If You Like: Noname, EarthGang, JID
Every so often you come across a rap group that doesn’t cater to the norms of the culture. They create lanes of their own and break genres. Often, they can take the form of the oppressed and make waves within the community. It’s something really lacking when you take inventory of today’s hip hop and rap culture. The long and outdated practice of flaunting your status and wealth within hip hop is something the middle black family cant relate to. Much underground rap evokes raw beauty that really isn’t seen in some of today’s biggest hitmakers. It’s not something that’s really taught nor can be copied. Lo Village is the one to lead us out of the dark ages.
Lo Village is in a league of their own. They rap, sing R&B, and blend elements of funk and neo-soul. The group consists of singer/songwriter Ama Tabiri, rapper/producer Kane Tabiri, and rapper Charles Tyler.

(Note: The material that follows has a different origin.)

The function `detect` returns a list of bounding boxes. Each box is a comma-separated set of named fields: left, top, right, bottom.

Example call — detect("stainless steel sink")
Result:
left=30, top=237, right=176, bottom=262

Despite the outstanding production and catchy melodies, that still doesn’t touch on Lo Village’s best talent, storytelling. On their new EP, Lost in America, Lo Village paints a picture of the racial injustices faced by minorities in America today. The theme of the project asks the central question that has been posed for decades, “Can you tell me what’s goin’ on?” In just 15 minutes of total time, Lo Village gives their perspective. In “Terry Crews,” Lo Village speaks about how selling out your “culture” for clout and fame can have a negative impact. In the end, you are either with them or you can step out. In the larger scope, Lo Village makes you think about your place in today’s society.
In “Lost in America,” Lo Village echoes the voice of a disenfranchised nation. Its where Lo Village showcases their core talent, weaving a story heard so many times before in the news. Takes a catchy playful melody and twists it on its head. As Lo Village takes us from slave ships in the 1700s to the most recent racial killings of blacks at the hands of cops. The track allows Lo Village to paint a picture and spark a revolution. Throughout Lo Village’s catalog, the groups spares no expense in speaking from the heart of a nation without a voice.